The unenthusiastic reaction to the ad suggests the mood has changed from the exuberance of 2021, when the “LOL” factor seemed to become a genuine market driver. There also seems to be a growing recognition that the crypto market is similar to a Ponzi or pyramid scheme. So widely has this idea now spread that crypto types have even begun defending the idea of these schemes. “Join a pyramid. It’s not a bubble unless it bursts,” one crypto blogger wrote last month in a post named “In praise of Ponzis”.
Crypto.com declined to tell the Financial Times how much Damon had been paid for his appearance but the company reportedly spent more than $100m on the ‘Fortune favours the brave’ campaign — the entire budget for Damon’s last feature film, box office flop The Last Duel. It’s probably safe to assume, therefore, that this was a pretty decent payday for the actor — presumably why Damon, who has spoken out on climate change and its impact on water scarcity, chose to overlook the huge carbon footprint of bitcoin and other crypto tokens and NFTs.
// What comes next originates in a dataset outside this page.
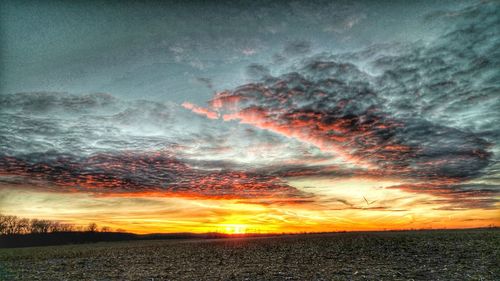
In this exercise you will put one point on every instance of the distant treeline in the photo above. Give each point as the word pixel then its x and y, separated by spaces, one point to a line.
pixel 12 225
It’s all a bit sickening. Back in 2010, Damon was the narrator for a film on the financial crisis, Inside Job. He closes it with the following on financiers: “They will spend billions fighting reform. It won’t be easy. But some things are worth fighting for.” With crypto companies spending increasing amounts of money on lobbying, these words seem pertinent now.
Damon is not, by any means, the first celebrity to flog crypto to the masses. Kim Kardashian was criticised last year after promoting ethereum Max and everyone from Lindsay Lohan to Melania Trump has been flogging NFTs. But the truth is we all expected better from him. The fact that even a man known for his philanthropy and keeping a low profile appears susceptible to the lure of crypto makes the whole thing seem more sinister.